I was one of five children, and there wasn't a lot of "alone" time with my
parents. As a result, sharing on a one-to-one basis with my
"adult" relatives had special importance for me. This story is one
of my fondest recollections from my grade school years.
One of my favorite Christmas
memories from my childhood was the visit to my great Aunt Hazel's house to
make Christmas Cookies.
Now Aunt Hazel was an orderly,
efficient woman, and although her kitchen was tiny, she was determined to
make 30 dozen cookies in one afternoon.
The first batch was already in
her white ceramic Hotpoint oven when I arrived, and the heat and glorious
smell radiated through her apartment. Bing Crosby sang from the
small brown Motorola radio on the shelf above the counter as we mixed the
ingredients, rolled, dropped, squeezed, and cut the dough.
When the cookies were taken from
the oven, every possible surface was used to cool them.

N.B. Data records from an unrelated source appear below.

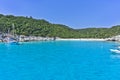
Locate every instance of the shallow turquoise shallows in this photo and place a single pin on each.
(59, 60)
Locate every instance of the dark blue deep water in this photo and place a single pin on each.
(59, 60)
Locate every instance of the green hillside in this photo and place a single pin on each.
(39, 27)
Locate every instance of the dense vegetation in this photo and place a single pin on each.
(35, 27)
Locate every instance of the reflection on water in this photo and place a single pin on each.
(115, 56)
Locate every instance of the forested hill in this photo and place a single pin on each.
(39, 27)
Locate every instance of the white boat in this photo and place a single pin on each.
(115, 51)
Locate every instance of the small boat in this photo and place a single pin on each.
(115, 51)
(11, 41)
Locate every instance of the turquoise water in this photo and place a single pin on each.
(59, 60)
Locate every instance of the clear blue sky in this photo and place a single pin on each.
(74, 13)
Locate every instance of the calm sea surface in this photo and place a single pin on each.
(59, 60)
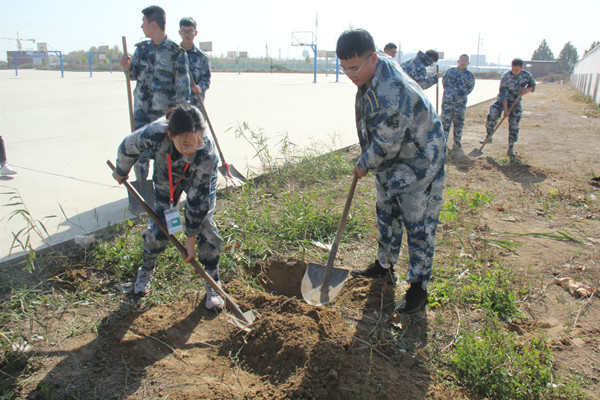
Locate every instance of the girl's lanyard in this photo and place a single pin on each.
(171, 188)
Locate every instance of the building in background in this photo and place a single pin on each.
(586, 75)
(539, 68)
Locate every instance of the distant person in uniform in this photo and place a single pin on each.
(198, 60)
(403, 145)
(185, 161)
(458, 83)
(514, 84)
(390, 49)
(160, 67)
(416, 68)
(5, 169)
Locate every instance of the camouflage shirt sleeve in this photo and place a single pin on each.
(182, 79)
(148, 137)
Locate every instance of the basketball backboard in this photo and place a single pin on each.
(303, 38)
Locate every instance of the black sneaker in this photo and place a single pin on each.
(414, 300)
(375, 271)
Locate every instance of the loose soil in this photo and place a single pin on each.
(341, 351)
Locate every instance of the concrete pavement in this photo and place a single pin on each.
(59, 132)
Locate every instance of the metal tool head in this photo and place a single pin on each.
(321, 283)
(475, 153)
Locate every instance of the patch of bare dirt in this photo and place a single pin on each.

Steamed
windows were opened to hasten the process. Sheer white curtains
billowed in the cold breeze and snowflakes fell sparkling for a brief
moment on the dark floral carpet.
My favorite part was adding the
decorations. We rolled some in soft powdered sugar and some were
covered with frosting (I got to lick the bowl). Others were
sprinkled with colored sugar. Silver balls or red candies were
Aunt Hazel had bowls filled with
walnuts, dates, pecans, chocolate bits, butterscotch pieces, raisins,
colored frostings and of course I would simple each of them. My
taste buds were in Heaven.
Five hours later, 15 white boxes of cookies
complete with red ribbons and bows were sitting on the kitchen table.
Warm hugs were shared, and I skipped out the door
to sit on the cold cement steps to wait for my mother and my ride home.
I didn't feel the chilly cold as
the warmth of my own box of cookies was slowly creeping into my heart.
I was now ready to go home for Christmas.